Von km 75 in Chile nach Jama, Argentinien 24.10.2013
7:00 Uhr aufgestanden, der erste Blick galt unserem Zelt. Ein Hering hinüber, eine Abspannleine gerissen, ein Riss im Außenzelt, das Fazit des letzten Abends. Begeistert waren wir nicht, aber rum jammern hilft auch nicht. Wir packten unseren Kram zusammen, genossen nochmal den schönen Ausblick auf den Salar und weiter ging die Fahrt. In üblicher Manier auf und ab. Nur noch 50 Kilometer trennten uns von der Grenze nach Argentinien. Gegen 12:00 Uhr kamen wir dort an. Die Migration rechts von uns. Rein ins Gebäude und eine neue Überraschung. Zwei Länder teilen sich ein Haus, was für ein Fortschritt und gleichzeitig ein gutes Gefühl. Links am Schalter der chilenische Kollege, rechts daneben der argentinische Beamte in trauter Übereinkunft und wir müssen keine langen Wege zurücklegen, Klasse! Das Procedere ging schnell von statten und wir bekamen 90 Tage für Argentinien. Hier fragte uns keiner, ob wir Früchte oder Gemüse mit uns führen. Danach durch die Schranke und Bienvienidos a Argentina und damit unser letztes Fahrrad-Reiseland. Kaum zu glauben und definitiv nicht für uns im Moment greifbar. An der Tankstelle in Jama aßen wir zu Mittag und beschlossen, für heute Schluss zu machen. Gute Entscheidung! Eine Hospedaje für kleines Geld war schnell gefunden, fehlte nur noch Proviant für den nächsten Tag. Die zwei Dorfläden hatten nicht wirklich viel, wir überlegten hin und her. Nach 17:00 Uhr zogen wir nochmal los und jetzt gab es wenigstens Brot, was uns immer ganz glücklich macht. In der hypermodernen Tankstelle gab es außer Süßkram auch nicht viel, dafür Wifi umsonst!

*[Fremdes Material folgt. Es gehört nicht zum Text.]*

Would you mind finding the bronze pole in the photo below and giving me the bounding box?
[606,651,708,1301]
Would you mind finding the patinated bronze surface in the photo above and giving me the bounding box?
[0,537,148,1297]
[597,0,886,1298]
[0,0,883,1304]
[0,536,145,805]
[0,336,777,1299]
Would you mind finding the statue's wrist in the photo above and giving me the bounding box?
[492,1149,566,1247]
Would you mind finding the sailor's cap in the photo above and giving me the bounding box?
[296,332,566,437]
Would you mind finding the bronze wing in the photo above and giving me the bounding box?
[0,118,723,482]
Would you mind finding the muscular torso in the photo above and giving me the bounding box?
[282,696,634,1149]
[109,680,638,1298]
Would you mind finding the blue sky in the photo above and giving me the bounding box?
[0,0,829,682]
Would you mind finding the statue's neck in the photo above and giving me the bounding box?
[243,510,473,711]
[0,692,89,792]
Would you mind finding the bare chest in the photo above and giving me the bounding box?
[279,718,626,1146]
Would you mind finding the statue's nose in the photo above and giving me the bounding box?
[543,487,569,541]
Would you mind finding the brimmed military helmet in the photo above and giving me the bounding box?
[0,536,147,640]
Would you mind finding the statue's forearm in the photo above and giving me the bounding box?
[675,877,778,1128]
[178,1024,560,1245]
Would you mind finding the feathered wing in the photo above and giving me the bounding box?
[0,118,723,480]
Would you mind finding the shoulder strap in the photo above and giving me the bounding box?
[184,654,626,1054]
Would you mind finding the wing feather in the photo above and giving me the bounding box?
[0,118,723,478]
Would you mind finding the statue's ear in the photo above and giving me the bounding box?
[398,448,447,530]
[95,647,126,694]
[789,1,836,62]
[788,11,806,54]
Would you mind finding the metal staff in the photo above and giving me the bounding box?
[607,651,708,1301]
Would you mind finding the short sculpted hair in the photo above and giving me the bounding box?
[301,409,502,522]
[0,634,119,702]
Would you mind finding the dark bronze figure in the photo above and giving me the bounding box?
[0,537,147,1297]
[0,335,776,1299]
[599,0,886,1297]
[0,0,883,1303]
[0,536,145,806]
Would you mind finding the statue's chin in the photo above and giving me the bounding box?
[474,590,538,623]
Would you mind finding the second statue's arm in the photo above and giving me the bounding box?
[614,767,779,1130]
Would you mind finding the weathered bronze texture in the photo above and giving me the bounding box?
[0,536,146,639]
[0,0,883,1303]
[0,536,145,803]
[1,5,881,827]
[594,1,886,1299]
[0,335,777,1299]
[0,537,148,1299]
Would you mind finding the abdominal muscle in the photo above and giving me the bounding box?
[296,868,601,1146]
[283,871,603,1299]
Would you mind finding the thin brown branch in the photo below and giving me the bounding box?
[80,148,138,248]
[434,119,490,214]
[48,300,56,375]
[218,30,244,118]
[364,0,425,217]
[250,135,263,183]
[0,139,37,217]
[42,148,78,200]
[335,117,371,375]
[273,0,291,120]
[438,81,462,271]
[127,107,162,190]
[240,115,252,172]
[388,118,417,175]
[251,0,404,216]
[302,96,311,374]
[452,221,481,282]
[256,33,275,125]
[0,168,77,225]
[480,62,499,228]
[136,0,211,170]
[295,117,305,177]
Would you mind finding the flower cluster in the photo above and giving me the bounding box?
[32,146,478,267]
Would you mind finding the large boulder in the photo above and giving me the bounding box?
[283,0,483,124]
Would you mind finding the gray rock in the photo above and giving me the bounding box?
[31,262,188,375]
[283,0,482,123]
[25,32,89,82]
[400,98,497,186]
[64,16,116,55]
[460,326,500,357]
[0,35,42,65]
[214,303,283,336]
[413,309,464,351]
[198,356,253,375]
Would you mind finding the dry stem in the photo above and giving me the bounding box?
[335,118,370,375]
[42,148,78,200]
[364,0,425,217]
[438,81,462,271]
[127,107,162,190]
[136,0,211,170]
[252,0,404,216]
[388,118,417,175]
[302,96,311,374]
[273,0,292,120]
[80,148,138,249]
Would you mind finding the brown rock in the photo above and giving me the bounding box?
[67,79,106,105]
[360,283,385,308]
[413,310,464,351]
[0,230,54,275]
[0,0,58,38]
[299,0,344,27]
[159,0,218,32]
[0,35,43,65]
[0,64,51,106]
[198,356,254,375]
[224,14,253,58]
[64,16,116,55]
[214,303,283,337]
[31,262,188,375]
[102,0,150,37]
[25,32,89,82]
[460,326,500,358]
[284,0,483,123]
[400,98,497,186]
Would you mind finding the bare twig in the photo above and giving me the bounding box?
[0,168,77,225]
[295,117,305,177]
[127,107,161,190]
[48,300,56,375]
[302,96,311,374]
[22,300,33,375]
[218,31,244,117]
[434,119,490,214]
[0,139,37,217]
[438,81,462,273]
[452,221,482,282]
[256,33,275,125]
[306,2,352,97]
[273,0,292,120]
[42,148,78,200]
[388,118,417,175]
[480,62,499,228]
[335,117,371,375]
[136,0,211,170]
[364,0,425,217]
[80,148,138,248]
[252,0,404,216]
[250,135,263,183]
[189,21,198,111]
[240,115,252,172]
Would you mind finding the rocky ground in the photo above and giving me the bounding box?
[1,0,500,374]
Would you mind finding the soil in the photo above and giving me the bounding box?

Erster Eindruck von Chile:
Chile ist so ganz anders! Die Städte fast europäisch, für uns immer hungrige Radler gibt es die tollsten Sachen zu kaufen, aber, es ist leider auch ein sehr teures Land, mit Deutschland vergleichbar. Unser Weg hat uns größtenteils durch die Pampa geführt, die nicht sehr spektakulär ist. Der schönste Abschnitt war eindeutig der nach dem Klettern hoch zum Fortin Gajones und dem Paso Jama. Chile hat echt steile Anstiege, definitiv nicht zu unterschätzen. Es ist eins der sichersten Länder Südamerikas, so dass wir immer ohne Bedenken irgendwo gecampt haben.